Zu Friedrichs Zeiten waren die Bürger von den Festen ausgeschlossen. Man konnte sie nur als „Zaungast“ beobachten, für einen „halben Taler“. Doch jetzt wird jedermann dazu eingeladen, wenn er das entsprechende Kleingeld mitbringt. Im „attraktiv-hochpreisigen Segment“ sollen die Veranstaltungen angesiedelt werden, wie man im Festivalkonzept lesen kann. Und natürlich sollen damit – die Feste will man im kulturarmen Monat Juli veranstalten – noch mehr Potsdam-Gäste angelockt werden.

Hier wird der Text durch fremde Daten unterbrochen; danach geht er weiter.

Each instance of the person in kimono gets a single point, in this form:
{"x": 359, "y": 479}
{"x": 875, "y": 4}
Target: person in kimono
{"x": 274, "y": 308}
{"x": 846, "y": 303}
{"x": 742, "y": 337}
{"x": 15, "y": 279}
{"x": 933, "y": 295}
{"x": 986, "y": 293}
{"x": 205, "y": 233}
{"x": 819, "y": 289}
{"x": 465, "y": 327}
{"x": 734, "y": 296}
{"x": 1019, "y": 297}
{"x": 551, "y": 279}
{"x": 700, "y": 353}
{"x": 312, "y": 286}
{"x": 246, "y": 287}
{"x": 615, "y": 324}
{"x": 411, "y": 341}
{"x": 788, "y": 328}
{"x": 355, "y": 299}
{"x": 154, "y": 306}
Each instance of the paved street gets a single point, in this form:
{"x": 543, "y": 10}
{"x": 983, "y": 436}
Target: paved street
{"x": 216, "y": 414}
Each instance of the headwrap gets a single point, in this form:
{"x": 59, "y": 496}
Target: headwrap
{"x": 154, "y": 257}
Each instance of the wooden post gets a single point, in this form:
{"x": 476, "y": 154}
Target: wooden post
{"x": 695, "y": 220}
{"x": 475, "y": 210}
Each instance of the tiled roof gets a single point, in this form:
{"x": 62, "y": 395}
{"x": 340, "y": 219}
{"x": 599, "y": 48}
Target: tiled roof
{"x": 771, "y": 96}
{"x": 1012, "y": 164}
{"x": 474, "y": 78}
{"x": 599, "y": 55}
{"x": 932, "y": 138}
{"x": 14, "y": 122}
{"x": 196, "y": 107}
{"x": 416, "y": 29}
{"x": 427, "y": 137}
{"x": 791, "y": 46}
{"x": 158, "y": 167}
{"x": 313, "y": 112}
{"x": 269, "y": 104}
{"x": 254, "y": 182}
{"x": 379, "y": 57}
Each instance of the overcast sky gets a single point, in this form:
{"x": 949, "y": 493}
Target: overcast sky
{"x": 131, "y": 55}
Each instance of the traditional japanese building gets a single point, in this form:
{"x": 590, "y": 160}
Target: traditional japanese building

Ziel ist es, ähnliche Besucherzahlen wie bei den Schlössernächten zu erreichen. Aber bis das erste „richtige“ Spektakel steigt, ist noch ein wenig Zeit. Im Jahr des 300. Geburtstages Friedrichs des Großen 2012 soll es den „Paukenschlag“ mit einem originalen historischen „Pferde-Caroussell“ geben. Mit kostümierten Pferden und Reitern, Tänzen, lebenden Theaterbildern und Konzerten sollen Geschichten aus der Antike nacherzählt werden. Für den königlichen Hof waren solche Feste nicht nur eine Lustbarkeit, sondern auch eine Leistungsschau“, sagte Kaspar von Erffa im Schloss Lindstedt bei der Vorstellung des Vereins und seines Anliegens. „Selbstverständlich werden die Höfischen Festspiele heute ebenfalls von hoher Qualität sein, professionelle Künstler haben dabei das Sagen.“

Doch bevor auf der Mopke am Neuen Palais das Fest gefeiert wird, ist der Verein nicht untätig . Mit kleineren, aber dennoch attraktiven Lustbarkeiten wird er vorher aufwarten. In diesem Jahr wird es zur Eröffnung von Schloss Schönhausen, der Residenz der von Friedrich verschmähten Gattin Elisabeth Christine, im September ein barockes Pferdekarussell geben, zum 200. Geburtstag von Königin Luise im kommenden Jahr wird schon etwas prachtvoller gefeiert. Pantomimische Tänze, ein Wandelkonzert, ein Maskenball, Konzerte, Lesungen und anderes stehen auf dem Programm. Auch im Jahr darauf wird man noch einmal mit einem „Hoffest“ Luise gedenken, die die Feiern selbst gern mitgestaltete.

Vom Höhepunkt aller preußischen Feierlichkeiten zur Zeit König Friedrich Wilhelms IV., das Fest der Weißen Rose, war im Schloss Lindstedt jedoch noch keine Rede. Erst müssen wohl die anstehenden Gedenkjahre „abgefeiert“ werden. Und viel Geld benötigt man für diese Events sowieso. Der Verein hoffe auf Anschubfinanzierungen vom Land, auf mäzenatisches Engagement sowie auf Sponsoren, sagte Kaspar von Erffa.

„Nur dann kann man die brandenburgischen-preußischen Hoffeste, die immer Gesamtkunstwerke waren, in seiner ganzen Breite erlebbar machen.“ Denn kein Besucher soll nach den Festen sagen: „Mein halber Taler dauert mich“.